El Bufete del Amor was a professional wrestling trio team consisting of Marco Corleone, Máximo and Rush, working for Consejo Mundial de Lucha Libre (CMLL). They are former one-time CMLL World Trios Champions.

History
On December 17, 2011, Marco Corleone, Máximo and Rush defeated Mr. Niebla, Negro Casas and Rey Bucanero in two straight falls. After the event, the trio of Corleone, Rush and Máximo was given the name La Tercia Sensación, which was later changed to El Bufete del Amor. On February 19, 2012, El Bufete del Amor defeated Los Hijos del Averno (Averno, Ephesto and Mephisto) to win the CMLL World Trios Championship. In the fall of 2012 El Bufete began a feud against the Mexican National Trios Champions Los Invasores (Volador Jr., Mr. Águila and Kraneo). The two teams fought several occasions with El  Bufete's CMLL World Trios Chamipnship on the line, while Los Invasores Mexican National Trios Championship being passed over compared to the more prestigious CMLL title.
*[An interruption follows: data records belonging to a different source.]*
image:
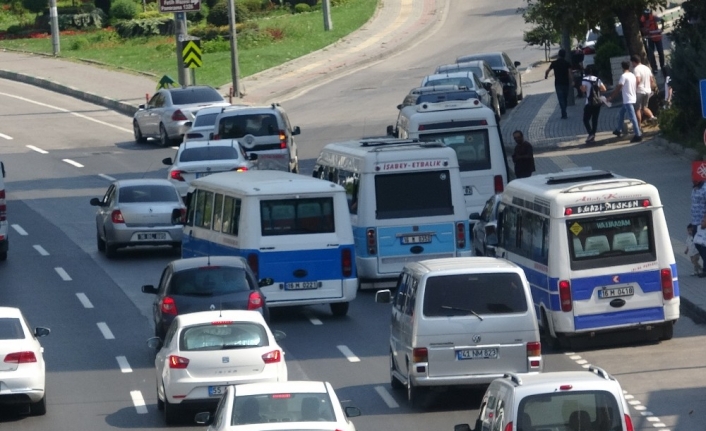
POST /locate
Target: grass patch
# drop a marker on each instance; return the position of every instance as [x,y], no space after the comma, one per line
[291,36]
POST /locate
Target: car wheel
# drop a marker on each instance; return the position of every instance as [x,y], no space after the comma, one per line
[339,309]
[138,133]
[163,136]
[39,408]
[394,383]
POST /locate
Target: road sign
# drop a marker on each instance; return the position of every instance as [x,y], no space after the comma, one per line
[191,54]
[179,5]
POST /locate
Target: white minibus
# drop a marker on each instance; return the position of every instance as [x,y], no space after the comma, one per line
[470,129]
[596,251]
[292,229]
[405,200]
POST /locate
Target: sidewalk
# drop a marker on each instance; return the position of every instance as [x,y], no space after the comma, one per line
[396,25]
In May, Corleone was sidelined with a knee injury, leading to CMLL stripping him, Máximo and Rush of the CMLL World Trios Championship. On September 16, 2014, Corleone and Rush defeated El Terrible and Rey Escorpión to win La Copa CMLL. On October 3, 2014, Máximo participated in the 2014 La Copa Junior VIP tournament, qualifying for the finals by defeating Puma, Stuka, Jr. and then finally La Sombra (by disqualification) to qualify for the finals. On October 10, Maximo defeated Mephisto to win his first ever La Copa Junior.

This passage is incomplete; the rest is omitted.